She waved her hand toward the ground, and the top slid back down into place. “The second compartment is for supplies.” She tapped the second stone and opened the trunk. The lid lifted again, this time showing dozens of cubby holes. Some were tall and some tiny. She waved her hand to the side and bookshelves appeared and then racks waiting for test tubes and glass boxes. “Potion supplies fit here. You only want to take the supplies you need for the brew you’re going to do that day. That will minimize the chance that you’ll accidentally contaminate your supplies by carrying all of them. There is dedicated space for scales, abacus, runes stones, carving tools, telescopes, anything you might need for school.”
“Carving tools?” Harry didn’t know how carving was a school subject.
“When you take runes starting year three, you can learn how to make trunks like this, but it requires you to understand runes,” she quickly explained before closing the trunk again. “You have to carve them into objects, so you’ll need a variety of cutting tools for different materials. The third section is your food storage.” She tapped the third stone. “This is simple cold storage and stasis storage,” she explained, showing him how to reach the two sections by waving his hand, much like the sliding wardrobe. “And finally, this is your desk.” She tapped the fourth stone and opened the trunk. Harry leaned closer, but there was only a flat surface. Harry supposed he could use it as a desk if he sat cross-legged in front of the trunk, but it was a disappointment.
She grabbed a leather strap at the front of the flat area and pulled. And pulled. And pulled more. It was like watching a piece of paper unfold. A huge desk with divots for ink wells and a wide work surface appeared. A gray block fell out from under the main desk and rearranged itself into a proper chair with comfortable-looking gray cushions. Along the back of the desk sat slots for rolls of parchment and a wide shelf that would hold at least a dozen books. It was wonderful.
Harry smiled and stared in awe.
“I take it this is the trunk for you?” she asked.
“Yes, please,” Harry agreed.
“This is a deluxe model—one hundred and seven galleons, twelve sickles.”
“I’ll have to go back to the bank, but we can do that, can’t we?” Harry looked at Hagrid, desperate in his hope.

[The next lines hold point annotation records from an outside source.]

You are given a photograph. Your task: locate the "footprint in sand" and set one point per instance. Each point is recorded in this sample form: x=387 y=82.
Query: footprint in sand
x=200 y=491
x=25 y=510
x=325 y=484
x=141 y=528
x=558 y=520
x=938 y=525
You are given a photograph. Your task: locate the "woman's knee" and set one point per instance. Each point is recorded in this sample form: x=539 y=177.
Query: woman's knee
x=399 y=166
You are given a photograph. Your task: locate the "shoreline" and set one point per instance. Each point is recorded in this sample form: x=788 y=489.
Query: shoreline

For a second, it seemed like Hagrid would say no, but then he sagged. “Aye,” he agreed, “we can do that.”
“Thank you!” Harry exclaimed. He turned to the woman. “And thank you, Miss…”
“Madam Journeys,” she said.
“Thank you,” Harry beamed. “It’s perfect. We’ll go get the money and be right back.”
“If you touch the trunk with your wand first, I’ll get all the charms set to you so only you can open it,” she offered. Harry took out his wand and followed her directions to touch the end of his wand to the lock and think about how the trunk was his. The trunk clicked loudly, and she sent him off to get the money.
Hagrid handled the cart ride even worse the second time, and he had grown much quieter. Harry hoped he hadn’t said something wrong. Maybe he was upset that Harry didn’t think his Hogwart’s house was the best. Aunt Petunia was like that. She was only nice to people when they said she had the nicest yard, even when she didn’t. Harry didn’t want to think that his first friend in the wizarding world would be like Aunt Petunia, but he wasn’t sure.
After picking up the money and then getting the extra robes and casual clothes from Madam Malkin’s, they picked up the trunk and Harry joyfully loaded all his school supplies into their proper areas. “Madam Journeys?” Harry asked.
“What house were you in?”
“Hufflepuff. We’re the best house, you know. Even today I can call on my school friends, and they’ll always help me out.”
“The same is true of Gryffindor,” Hagrid grumbled.
“You won’t find a Sirius Black or a James Potter in Hufflepuff,” she said derisively.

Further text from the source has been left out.